地元民謡の鰺ヶ沢甚句に「鰺ヶ沢育ちで色こそ黒いが味は大和の吊るし柿」という歌詞があり、色合いが吊るし柿に似ているということから、そう名付けたそうだ。

藩政時代から伝わる銘菓「浪花せんべい」も、鯵ヶ沢の菓子職人たちに受け継がれてきた逸品だ。

他にも、鰺ヶ沢の地酒をたっぷり使った酒ケーキ「安東水軍」や、北海道の昆布を使った羊羹「浪乃音」も北国らしいお菓子。

そんな鰺ヶ沢ならではの『山ざき』のお菓子たちは、全国菓子博覧会をはじめとしたコンテストでいくつもの賞を受賞している。店内には、まさに所狭しと表彰状が掲げられている。

「あんまり飾るのも嫌なんですけどね」と3代目の山崎さんは恥ずかしそうにいうが、まだまだ賞状はあるというからすごい。

そして「イトウ焼」もまた、数々の賞を受賞する名作なのだ。

山崎さんの妻の寿江さんは福島県の出身。夫とともに長年「山ざき」を支えつづけている。

鰺ヶ沢でしか語れないイトウの物語

「イトウ焼」が生まれたのは、昭和の終わり頃。ある時、2代目の敏博さんがアーモンドサブレでチョコを挟んだフロランタンに似たお菓子を試作した。

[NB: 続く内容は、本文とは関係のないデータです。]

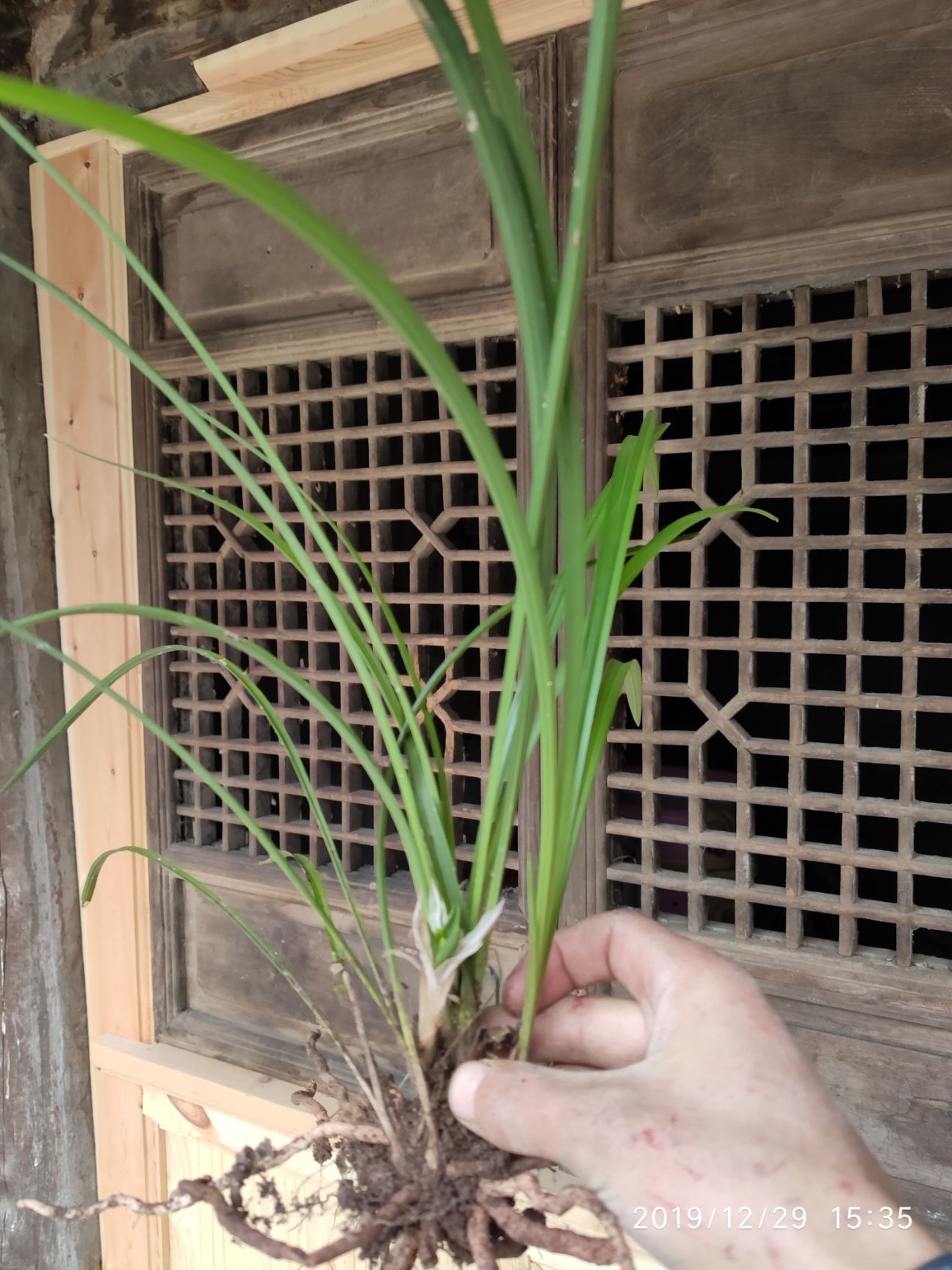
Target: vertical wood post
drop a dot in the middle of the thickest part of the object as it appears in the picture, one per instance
(88, 404)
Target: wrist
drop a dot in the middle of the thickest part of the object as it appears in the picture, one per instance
(870, 1235)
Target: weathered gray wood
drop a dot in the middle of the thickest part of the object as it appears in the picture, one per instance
(901, 1105)
(392, 165)
(46, 1137)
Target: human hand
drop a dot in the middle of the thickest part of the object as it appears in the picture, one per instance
(693, 1097)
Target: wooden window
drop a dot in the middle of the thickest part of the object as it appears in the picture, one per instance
(369, 440)
(793, 778)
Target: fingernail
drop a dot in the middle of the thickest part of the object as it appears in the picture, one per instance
(462, 1090)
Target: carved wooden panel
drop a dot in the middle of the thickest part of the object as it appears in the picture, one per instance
(369, 440)
(392, 165)
(793, 781)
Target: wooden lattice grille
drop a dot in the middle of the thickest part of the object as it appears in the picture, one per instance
(368, 439)
(793, 780)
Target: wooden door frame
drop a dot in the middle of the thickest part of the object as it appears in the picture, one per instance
(89, 406)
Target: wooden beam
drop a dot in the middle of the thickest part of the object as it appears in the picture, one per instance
(206, 1083)
(352, 46)
(88, 404)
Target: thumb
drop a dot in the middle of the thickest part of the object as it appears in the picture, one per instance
(524, 1109)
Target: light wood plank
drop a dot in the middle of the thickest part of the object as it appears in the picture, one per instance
(353, 46)
(206, 1083)
(87, 390)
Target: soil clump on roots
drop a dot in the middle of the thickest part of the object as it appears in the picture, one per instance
(413, 1180)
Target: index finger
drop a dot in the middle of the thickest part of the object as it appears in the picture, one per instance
(620, 947)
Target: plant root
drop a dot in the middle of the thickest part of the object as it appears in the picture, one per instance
(479, 1203)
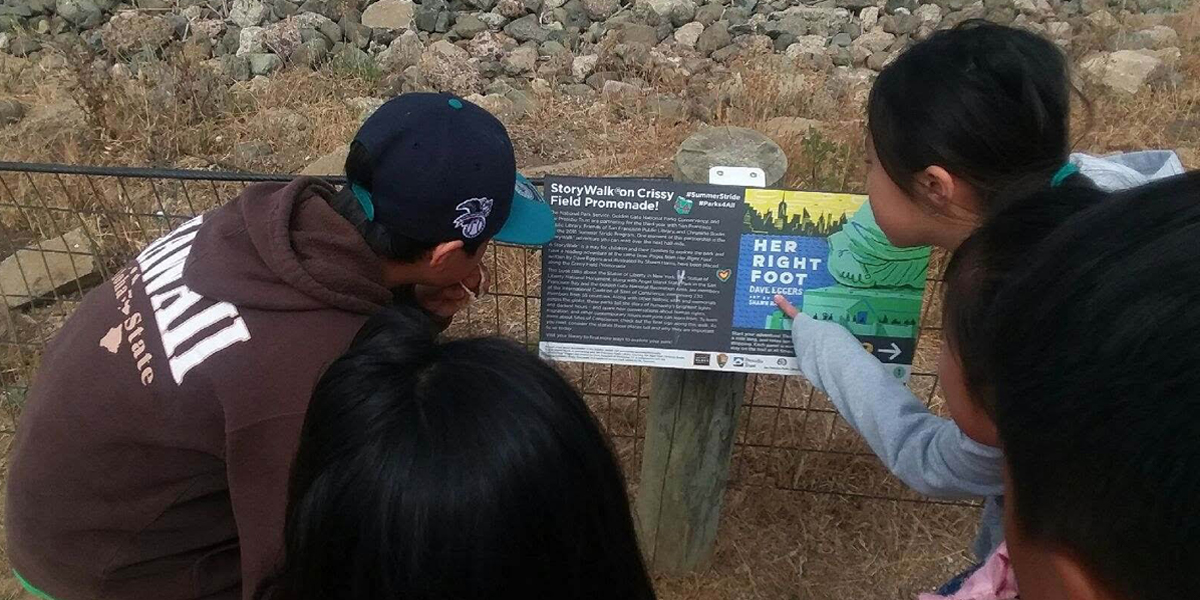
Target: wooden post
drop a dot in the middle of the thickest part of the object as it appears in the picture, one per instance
(693, 417)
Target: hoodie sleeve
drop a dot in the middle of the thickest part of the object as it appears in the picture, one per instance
(258, 461)
(929, 454)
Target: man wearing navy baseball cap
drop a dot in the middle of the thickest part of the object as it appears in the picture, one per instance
(155, 445)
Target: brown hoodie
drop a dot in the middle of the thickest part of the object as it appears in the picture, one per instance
(153, 455)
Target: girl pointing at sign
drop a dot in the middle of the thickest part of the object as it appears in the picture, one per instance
(958, 125)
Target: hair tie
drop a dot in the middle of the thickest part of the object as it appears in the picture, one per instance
(1063, 173)
(364, 198)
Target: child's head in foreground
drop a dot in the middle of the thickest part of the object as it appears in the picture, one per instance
(977, 271)
(958, 120)
(453, 469)
(1096, 389)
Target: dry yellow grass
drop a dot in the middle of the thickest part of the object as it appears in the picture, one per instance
(827, 541)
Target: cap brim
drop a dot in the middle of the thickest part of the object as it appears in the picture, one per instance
(531, 221)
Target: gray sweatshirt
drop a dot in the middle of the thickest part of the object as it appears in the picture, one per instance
(928, 453)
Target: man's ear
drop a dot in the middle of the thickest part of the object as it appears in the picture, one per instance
(1077, 582)
(937, 186)
(442, 252)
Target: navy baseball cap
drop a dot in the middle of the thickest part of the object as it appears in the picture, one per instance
(443, 169)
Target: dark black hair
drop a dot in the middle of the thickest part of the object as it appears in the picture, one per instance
(1098, 390)
(383, 240)
(982, 264)
(989, 103)
(465, 469)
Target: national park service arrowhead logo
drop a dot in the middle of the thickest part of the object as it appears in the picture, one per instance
(683, 205)
(112, 340)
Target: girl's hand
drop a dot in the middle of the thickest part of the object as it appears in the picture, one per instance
(787, 307)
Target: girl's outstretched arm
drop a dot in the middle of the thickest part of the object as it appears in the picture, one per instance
(929, 454)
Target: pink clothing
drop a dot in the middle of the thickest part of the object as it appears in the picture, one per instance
(993, 581)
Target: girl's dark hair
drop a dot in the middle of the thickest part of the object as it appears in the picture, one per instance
(1098, 390)
(989, 103)
(466, 469)
(1007, 241)
(382, 240)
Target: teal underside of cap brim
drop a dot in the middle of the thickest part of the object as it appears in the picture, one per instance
(531, 223)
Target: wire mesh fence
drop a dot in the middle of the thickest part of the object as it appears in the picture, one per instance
(64, 229)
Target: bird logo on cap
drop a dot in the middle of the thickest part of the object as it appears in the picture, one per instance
(474, 219)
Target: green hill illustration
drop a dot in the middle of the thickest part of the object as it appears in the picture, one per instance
(880, 286)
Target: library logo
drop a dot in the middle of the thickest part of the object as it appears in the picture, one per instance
(683, 205)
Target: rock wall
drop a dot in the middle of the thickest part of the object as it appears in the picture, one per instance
(497, 51)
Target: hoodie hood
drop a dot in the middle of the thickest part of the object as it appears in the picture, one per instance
(281, 247)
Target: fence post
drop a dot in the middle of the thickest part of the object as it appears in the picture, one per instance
(693, 415)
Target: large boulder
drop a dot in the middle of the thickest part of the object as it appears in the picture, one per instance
(583, 66)
(318, 23)
(1153, 39)
(282, 37)
(527, 28)
(58, 264)
(688, 35)
(714, 37)
(469, 25)
(870, 43)
(521, 61)
(402, 53)
(263, 64)
(1125, 71)
(601, 10)
(130, 31)
(729, 147)
(677, 12)
(333, 163)
(247, 13)
(396, 15)
(448, 67)
(81, 13)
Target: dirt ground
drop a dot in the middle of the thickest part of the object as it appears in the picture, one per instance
(809, 513)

「親父とお袋が参加した宴会の席で、イトウのお造りが出てきたそうなんです。試作のお菓子の表面が、ちょっとこのイトウの鱗に似ているんじゃないかって話になって。それでイトウを名前につけたらどうだと」

ちょうど鰺ヶ沢では全国でも数少ないイトウの養殖を開始し、事業を本格化させた頃だった。話題づくりの後押しにもなるだろうし、お菓子もまた話題になればという色気があったかもしれない。そして「イトウ焼」と名付けられた。

商品化するや鰺ヶ沢でしか語れないストーリー性や幻の魚を名乗るインパクトも相まって、すぐに全国菓子大博覧会で賞を受賞するなど、『山ざき』の看板商品の一つとなっていった。

「イトウ焼」は、すべて手で作る。サブレの厚さだけでなく、ホワイトチョコもアーモンドも「ちょうどいい量」が求められる。

「中身はアーモンドと砂糖と卵と小麦粉。風味づけにコーヒーも入っています。ホワイトチョコをサンドするサブレの厚みが特に繊細で。なので、すべて手作業です。手間もお金もかかりますけど、レシピも味もパッケージも親父の頃から大きくは変えていません」

数十種類はある『山ざき』の商品のなかで、「イトウ焼」は40年近くも消えることなく生き残っている。それは単に物珍しさだけではない。「この前買ったら美味しかったから」ともっぱら味に惹かれたリピーターが多いという。

味の良さとお客さんの声。それが、2代目の父同様『山ざき』を継ぐ気のなかった3代目の山崎さんの心を動かした理由でもあるのだろう。

山崎さんは、工業大学出身のエンジニアだった。